Although she is very ill, Dante’s face reflected the excitement of the upcoming occasion. Then the phone rang a little after 3 p.m. as the couple’s Catholic priest from the local parish called to advise he had a conflict for the 5 p.m. ceremony and would be unable to officiate.

No problem.

Nurse Ragan Hicks, now part of the growing NEMC marriage support team, had an uncle, the Rev. Terry Brown, who is a local Baptist minister. Could he come by the hospital to marry Dante and Gonzales?

“Sure,” came the reply from the pastor. “I can be there at 6:30.”

Because Brown didn’t speak excellent Spanish, the staff quickly arranged, through their contacts, for a translator to participate in the wedding ceremony.

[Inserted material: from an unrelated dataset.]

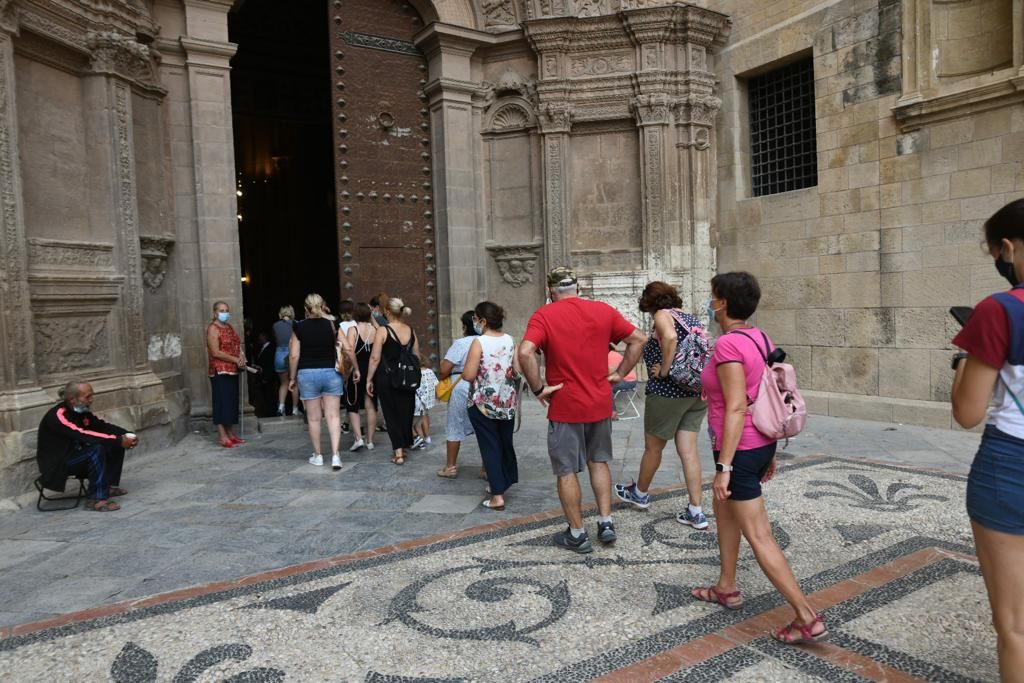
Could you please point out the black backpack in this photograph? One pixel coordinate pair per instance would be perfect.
(403, 373)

And so it came to pass that on Thursday, Jan. 11, the doors to the chapel inside NorthEast Medical Center opened to reveal Alma Dante dressed in a flowing white robe while sitting in a shiny wheelchair.

A familiar hymn played on the piano by nurse Lori Barbee served as her entry down the center aisle where Brown and Gonzales awaited her arrival.

Marital vows were repeated and exchanged in both English and Spanish, a few tears were shed and a traditional kiss was shared. On their way out of the chapel, the couple passed through a cascading cloud of bubbles blown across the aisle by those in attendance.

Dante and Gonzales returned to her hospital room where they sampled their wedding cake and toasted the occasion with some hospital-issued ginger ale. After starting the morning out in the operating room and later winding up being the star of her own wedding, it was safe to assume that the new Mrs. Gonzales regarded the day as both large and eventful. “Muy contenta,” she said.

Very happy.

Standing in the back of the chapel at the conclusion of the ceremony and a very long day for her as well, Luckey smiled to herself and agreed. “Muy contenta,” she said.

Very happy.

Lee Brower is director of communications for NorthEast Medical Center.